Given the headwinds, his Worlds expectations were modest. He didn’t show much in prelims or semifinals to dispel that feeling. He was sixth in prelims in 23.14, tied with eventual gold medalist Thomas Ceccon, then barely made finals in seventh in 23.04, escaping a swim-off by .01.

He made the outside lane work for him in the final Monday night. He cleaned up his underwater to stay with the leading pack off the block, and he brandished the speed he is becoming known for to touch in second place, just behind the winning 22.68 of Ceccon and ahead of France’s Maxime Grousset, who had been first in prelims and semis. Grousset garnered bronze in 22.82.

Ribeiro’s time lowered his World Junior record in the event. It was a reorganization of the podium from Euros last summer, when Ribeiro got bronze in 23.07, then a national record.

Once he got off the pool deck, he was enveloped in an embrace by his coaches, national teammates and staffers, the cries of the green-clad mob filing the lower hallways at the Marine Messe Hall in Fukuoka.

“They just said, I told you, I told you.

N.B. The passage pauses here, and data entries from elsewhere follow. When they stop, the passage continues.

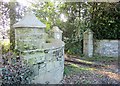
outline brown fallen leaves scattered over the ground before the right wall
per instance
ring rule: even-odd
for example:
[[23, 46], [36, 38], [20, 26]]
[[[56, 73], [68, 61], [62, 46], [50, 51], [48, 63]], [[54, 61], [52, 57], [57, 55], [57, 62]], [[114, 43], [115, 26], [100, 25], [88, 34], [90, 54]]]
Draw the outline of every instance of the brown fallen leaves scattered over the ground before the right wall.
[[74, 62], [65, 62], [67, 64], [65, 67], [68, 67], [69, 64], [74, 67], [73, 69], [72, 66], [70, 67], [71, 69], [68, 71], [71, 73], [64, 75], [61, 84], [120, 84], [118, 65], [113, 63], [105, 64], [105, 67], [92, 67]]

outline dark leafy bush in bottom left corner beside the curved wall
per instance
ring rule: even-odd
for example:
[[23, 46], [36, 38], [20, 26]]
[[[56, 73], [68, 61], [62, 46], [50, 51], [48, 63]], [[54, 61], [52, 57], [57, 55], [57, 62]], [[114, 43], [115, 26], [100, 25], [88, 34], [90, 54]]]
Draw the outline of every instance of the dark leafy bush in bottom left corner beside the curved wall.
[[28, 84], [31, 80], [31, 74], [31, 68], [29, 66], [22, 66], [20, 60], [15, 62], [15, 64], [4, 64], [2, 69], [2, 83]]

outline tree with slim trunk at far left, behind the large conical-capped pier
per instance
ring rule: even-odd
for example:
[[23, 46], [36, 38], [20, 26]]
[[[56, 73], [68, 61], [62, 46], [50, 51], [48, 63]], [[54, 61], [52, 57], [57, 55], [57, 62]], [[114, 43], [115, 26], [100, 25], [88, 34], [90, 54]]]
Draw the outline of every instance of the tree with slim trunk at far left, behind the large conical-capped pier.
[[[3, 27], [2, 29], [7, 29], [6, 26], [10, 26], [10, 30], [8, 30], [10, 37], [10, 50], [14, 50], [15, 48], [15, 28], [13, 28], [13, 24], [15, 24], [19, 19], [21, 19], [22, 14], [27, 10], [25, 6], [21, 6], [16, 1], [10, 2], [0, 2], [1, 8], [1, 17], [0, 24]], [[4, 32], [7, 33], [7, 32]]]

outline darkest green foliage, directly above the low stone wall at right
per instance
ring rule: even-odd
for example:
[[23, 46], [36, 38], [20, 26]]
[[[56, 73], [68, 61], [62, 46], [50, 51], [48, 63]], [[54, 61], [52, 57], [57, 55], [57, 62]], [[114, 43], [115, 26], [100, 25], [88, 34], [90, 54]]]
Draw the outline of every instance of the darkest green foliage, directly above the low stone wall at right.
[[97, 39], [119, 39], [120, 3], [94, 3], [91, 29]]

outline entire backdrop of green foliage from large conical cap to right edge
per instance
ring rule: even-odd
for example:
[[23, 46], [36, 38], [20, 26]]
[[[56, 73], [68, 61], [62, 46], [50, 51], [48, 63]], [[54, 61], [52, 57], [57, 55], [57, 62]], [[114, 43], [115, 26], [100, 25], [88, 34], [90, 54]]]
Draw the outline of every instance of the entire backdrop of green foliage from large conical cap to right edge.
[[[115, 6], [114, 6], [115, 5]], [[37, 17], [47, 25], [47, 31], [57, 25], [63, 30], [65, 51], [69, 54], [82, 53], [83, 32], [90, 28], [97, 39], [117, 39], [119, 28], [118, 3], [43, 2], [33, 4]], [[60, 14], [67, 17], [64, 22]]]

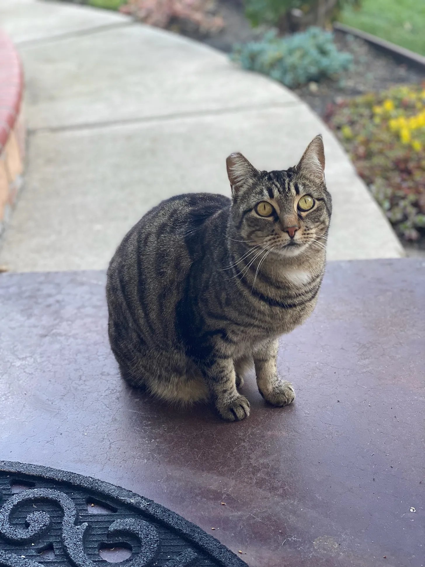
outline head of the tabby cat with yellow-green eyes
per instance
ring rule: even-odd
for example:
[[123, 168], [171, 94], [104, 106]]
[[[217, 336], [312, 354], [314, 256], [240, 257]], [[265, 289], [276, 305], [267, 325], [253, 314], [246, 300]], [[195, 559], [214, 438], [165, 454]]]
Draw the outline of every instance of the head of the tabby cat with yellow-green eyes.
[[231, 154], [227, 173], [233, 196], [233, 238], [286, 256], [296, 256], [309, 246], [323, 248], [332, 211], [324, 171], [321, 136], [288, 170], [258, 171], [242, 154]]

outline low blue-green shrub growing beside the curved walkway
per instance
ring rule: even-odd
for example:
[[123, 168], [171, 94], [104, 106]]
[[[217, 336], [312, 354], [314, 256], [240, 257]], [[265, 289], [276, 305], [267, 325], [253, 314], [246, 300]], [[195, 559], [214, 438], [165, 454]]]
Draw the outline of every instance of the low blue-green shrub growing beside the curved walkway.
[[313, 26], [286, 37], [267, 32], [261, 41], [236, 45], [231, 57], [244, 69], [269, 75], [290, 88], [336, 78], [352, 65], [351, 54], [338, 51], [333, 34]]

Because I didn’t believe it,” Ribeiro said. “Earlier I was expecting fourth or fifth. I’m super happy.”

To say Portugal has a limited history of international excellence is putting it lightly. They have no history of it. Despite being a coastal nation in a power center for the sport, they had never before won a medal at Worlds since then-FINA inaugurated the competition in 1973. The Olympics have been no better: The last Portuguese swimmer to make an Olympic final was way back in 1984 thanks to breaststroker Alexandre Yokochi, and even that was a Games diminished by boycotts. It’s no better on the continent: Portugal has won only four medals (one silver, three bronze) out of 3,094 possible at European Long Course Championships dating back to 1926. One of those was Ribeiro last summer.

Diogo Ribeiro has the chance to be a global medal contender from a country long buffeted by swimming powers but never able to sustain any excellence of its own. He hopes to be the forerunner of a sea change in the program.

“I saw my Instagram and it’s burning up,” he said. “It’s the first medal in worlds for Portugal. It’s kind of changing the way of swimming in Portugal. We can see that in the way I can motivate younger people from my country. That’s the most important thing for me.”